From Igor Katkov <>
Subject Re: Storage proxy write latency is too high
Date Mon, 05 Oct 2009 18:46:33 GMT
In case anyone is following this, here is an update:

I was able to narrow it down to Cassandra-Cassandra link. Storage proxy
latency depends on size of the key. The larger amount of data (per key) is
transfered the larger latency is. No surprise here.
Client connects to a demons "A" and sends key-value, "A" accept thrift
message, de-serialize it to an object, sees that key belongs to demons "B",
serialize it to bytes once again (internal format now) and invoke
MessagingService, which in turn writes to a socket. As soon as "B" delivers
write-acknowledgment over a different connection, the client call is let go.
Cassandra's MessagingService utilizes java nio to connect to other cassandra
daemons, all connections are uni-directionals.

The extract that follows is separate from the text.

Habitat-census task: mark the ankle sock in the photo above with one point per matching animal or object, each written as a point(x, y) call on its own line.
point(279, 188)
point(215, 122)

So in theory it should be
very fast. But it's not.

What does look suspicious is certain network usage cap, only ~4% of the
1Gbps link is used regardless of "value" size. With smaller value I get a
better throughput, with larger (200Kb) - worse.

As a temp workaround I see that client might be held responsible to
identifying what cassandra instance it should send a key to. On 200kb value
it's ~10 times faster.

On Thu, Oct 1, 2009 at 6:51 PM, Igor Katkov <> wrote:

> Hi,
> I have the following puzzle:
> Storage proxy write latency ~235ms
> CF write latency <1 ms
> I have 3 nodes in the cluster, Cassandra v.0.4. Tokens evenly distributed.
> The client connects to a node and inserts a key with ConsistencyLevel.ONE
> If it happen to be a local write operation is fast, same speed as in one
> node setup. JMX shows write latency <1 ms
> If it happens to be a remote insert StorageProxy sends it to a proper node.
> This operation is slow. JMX shows write latency ~ 235ms.
> In the same time, on remote node JMX shows same <1ms write latency. So it's
> not remote node being sluggish, it's something else.
> There are no pending tasks on remote node - JMX counters are always zero,
> network is 1Gb, idle. So I can't blame it.
> I profiled Cassandra server in JProfiler, could not find a thing. All this
> extra time is spent inside QuorumResponseHandler waiting for the condition
> to signal. Which should happen as soon as response is received.
> There is one pooled TCP connection open to remote host. Hardly a
> bottleneck, ThreadPoolExecutors looks OK.
> Any ideas why write latency it is so high?